Arterial blood gas analysis—clinical evaluation cannot determine arterial pH, PaCO2, and bicarbonate concentration. Sampling of arterial blood is required. Blood gas analysers measure pH and Pco2 directly, and calculate plasma bicarbonate. They also generally provide at least two other derived acid–base variables that are attempts to provide a measurement independent of respiratory disturbance and thus indicative of any underlying pure metabolic disturbance: (1) standard bicarbonate, which represents what the plasma bicarbonate would be if the blood had the normal PaCO2 of 5.33 kPa (40 mmHg) rather than its actual value; and (2) base excess or deficit, which is the amount of alkali in mmol needed to restore the pH of 1 litre of the patient’s blood in vitro to normal (pH 7.4) at a Pco2 of 5.33 kPa. An acid–base diagram is recommended for interpreting the results.
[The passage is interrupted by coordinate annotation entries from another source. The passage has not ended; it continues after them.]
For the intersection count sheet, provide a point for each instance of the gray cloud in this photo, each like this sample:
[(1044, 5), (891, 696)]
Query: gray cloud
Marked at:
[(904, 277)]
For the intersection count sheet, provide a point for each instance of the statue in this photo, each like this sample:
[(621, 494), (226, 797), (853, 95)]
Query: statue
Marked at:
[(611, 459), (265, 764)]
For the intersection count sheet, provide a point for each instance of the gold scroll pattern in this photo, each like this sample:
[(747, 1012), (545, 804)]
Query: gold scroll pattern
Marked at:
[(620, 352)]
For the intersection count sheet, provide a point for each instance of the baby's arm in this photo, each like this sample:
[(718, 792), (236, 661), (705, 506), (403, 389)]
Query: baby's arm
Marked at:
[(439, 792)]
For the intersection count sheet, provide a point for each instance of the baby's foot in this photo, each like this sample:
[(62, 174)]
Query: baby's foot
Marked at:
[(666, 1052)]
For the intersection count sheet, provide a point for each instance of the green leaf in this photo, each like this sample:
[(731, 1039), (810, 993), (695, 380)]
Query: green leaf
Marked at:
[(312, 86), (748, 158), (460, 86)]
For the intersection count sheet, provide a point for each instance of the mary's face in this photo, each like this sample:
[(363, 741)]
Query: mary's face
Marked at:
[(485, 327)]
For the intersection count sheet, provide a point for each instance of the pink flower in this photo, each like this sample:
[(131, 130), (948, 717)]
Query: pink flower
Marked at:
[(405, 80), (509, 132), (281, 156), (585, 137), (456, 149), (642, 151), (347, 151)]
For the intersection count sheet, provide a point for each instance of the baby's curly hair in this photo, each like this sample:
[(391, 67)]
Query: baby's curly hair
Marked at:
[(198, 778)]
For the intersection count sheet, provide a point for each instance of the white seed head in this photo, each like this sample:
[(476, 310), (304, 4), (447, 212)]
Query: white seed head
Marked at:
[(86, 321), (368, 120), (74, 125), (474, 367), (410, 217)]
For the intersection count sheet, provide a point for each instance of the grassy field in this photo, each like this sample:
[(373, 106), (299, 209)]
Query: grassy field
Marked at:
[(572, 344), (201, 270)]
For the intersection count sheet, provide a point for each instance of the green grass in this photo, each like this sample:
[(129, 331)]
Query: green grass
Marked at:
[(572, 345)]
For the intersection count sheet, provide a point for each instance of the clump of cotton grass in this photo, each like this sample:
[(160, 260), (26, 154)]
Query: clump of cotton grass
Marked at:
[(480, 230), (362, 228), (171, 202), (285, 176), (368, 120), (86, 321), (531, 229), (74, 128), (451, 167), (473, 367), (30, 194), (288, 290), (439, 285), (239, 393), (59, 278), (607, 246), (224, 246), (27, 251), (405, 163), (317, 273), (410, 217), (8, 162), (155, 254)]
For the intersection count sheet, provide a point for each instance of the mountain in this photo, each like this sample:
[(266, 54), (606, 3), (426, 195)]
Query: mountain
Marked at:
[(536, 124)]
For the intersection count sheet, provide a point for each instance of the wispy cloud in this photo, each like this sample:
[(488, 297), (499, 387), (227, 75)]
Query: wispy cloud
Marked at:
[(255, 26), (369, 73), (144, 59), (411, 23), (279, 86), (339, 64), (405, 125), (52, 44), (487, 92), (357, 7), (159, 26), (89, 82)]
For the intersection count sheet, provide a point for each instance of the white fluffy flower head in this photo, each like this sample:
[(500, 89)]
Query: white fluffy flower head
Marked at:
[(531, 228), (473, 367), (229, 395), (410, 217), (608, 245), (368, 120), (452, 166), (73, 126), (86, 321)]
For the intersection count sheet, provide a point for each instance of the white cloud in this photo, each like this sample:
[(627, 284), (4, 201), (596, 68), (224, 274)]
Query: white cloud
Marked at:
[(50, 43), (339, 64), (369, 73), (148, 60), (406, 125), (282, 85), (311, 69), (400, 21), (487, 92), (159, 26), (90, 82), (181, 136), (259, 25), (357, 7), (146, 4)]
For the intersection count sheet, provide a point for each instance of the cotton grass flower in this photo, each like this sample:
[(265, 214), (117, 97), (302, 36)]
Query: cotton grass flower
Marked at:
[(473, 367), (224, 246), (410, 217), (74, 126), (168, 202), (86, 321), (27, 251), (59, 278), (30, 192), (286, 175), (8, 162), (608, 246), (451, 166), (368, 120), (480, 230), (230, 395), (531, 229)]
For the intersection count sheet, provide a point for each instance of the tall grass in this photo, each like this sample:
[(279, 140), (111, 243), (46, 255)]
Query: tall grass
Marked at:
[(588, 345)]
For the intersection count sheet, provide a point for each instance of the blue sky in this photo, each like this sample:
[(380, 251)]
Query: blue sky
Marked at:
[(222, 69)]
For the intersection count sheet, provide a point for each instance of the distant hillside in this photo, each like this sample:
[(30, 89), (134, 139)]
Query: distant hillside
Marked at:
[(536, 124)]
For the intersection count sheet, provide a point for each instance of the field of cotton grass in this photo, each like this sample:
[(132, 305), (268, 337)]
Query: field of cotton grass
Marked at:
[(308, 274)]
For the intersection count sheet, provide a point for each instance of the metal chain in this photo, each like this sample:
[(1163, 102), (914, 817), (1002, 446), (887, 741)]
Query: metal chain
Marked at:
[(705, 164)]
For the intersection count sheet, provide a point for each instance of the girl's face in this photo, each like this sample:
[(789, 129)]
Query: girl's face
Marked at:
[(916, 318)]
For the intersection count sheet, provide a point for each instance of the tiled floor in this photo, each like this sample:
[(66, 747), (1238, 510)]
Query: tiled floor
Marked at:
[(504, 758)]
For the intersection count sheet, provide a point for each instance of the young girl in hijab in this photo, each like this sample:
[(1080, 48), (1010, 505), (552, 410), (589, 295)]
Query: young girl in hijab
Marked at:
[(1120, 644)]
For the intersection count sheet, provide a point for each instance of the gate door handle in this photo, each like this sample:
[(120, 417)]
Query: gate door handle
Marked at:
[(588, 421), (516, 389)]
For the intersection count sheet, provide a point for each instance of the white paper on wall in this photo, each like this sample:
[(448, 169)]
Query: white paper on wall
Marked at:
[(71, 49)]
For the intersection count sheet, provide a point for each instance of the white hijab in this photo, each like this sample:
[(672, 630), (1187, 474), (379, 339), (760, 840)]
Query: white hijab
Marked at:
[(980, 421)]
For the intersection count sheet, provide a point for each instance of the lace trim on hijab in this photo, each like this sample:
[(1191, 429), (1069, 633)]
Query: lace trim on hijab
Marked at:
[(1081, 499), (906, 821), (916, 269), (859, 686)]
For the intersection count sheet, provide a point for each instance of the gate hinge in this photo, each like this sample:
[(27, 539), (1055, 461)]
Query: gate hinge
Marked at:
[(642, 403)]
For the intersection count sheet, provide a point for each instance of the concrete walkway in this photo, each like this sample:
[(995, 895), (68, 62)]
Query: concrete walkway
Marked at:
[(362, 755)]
Plasma urea, creatinine, sodium, potassium, and chloride, and—when appropriate—lactate, ketoacid, and salicylate concentrations are useful.

Anion gap—the sum of the concentrations of plasma cations (Na+ and K-) normally exceeds that of the anions (Cl and HCO3). This so-called anion gap (range 10–18 mmol/litre) is usually attributable to the net negative charge on plasma proteins, phosphate, sulphate, and organic acids. Metabolic acidoses may have a high or normal anion gap. Those with a high anion gap are due to the ingestion or endogenous generation of acids, usually organic, whose anions are not routinely measured in plasma. Calculation of the anion gap is therefore valuable for diagnosis of metabolic acidosis, but the regre ttable practice of omitting chloride estimations frequently prevents its application.

Management—the mainstay of treatment of acid–base disorders is to eliminate the cause, with restoration of acid–base balance occurring in due course as physiological control mechanisms are able to compensate. It may occasionally be necessary to restore or partly restore normal acid–base status directly, but some interventions of this kind, e.g. infusion of bicarbonate solutions in metabolic acidosis, remain controversial.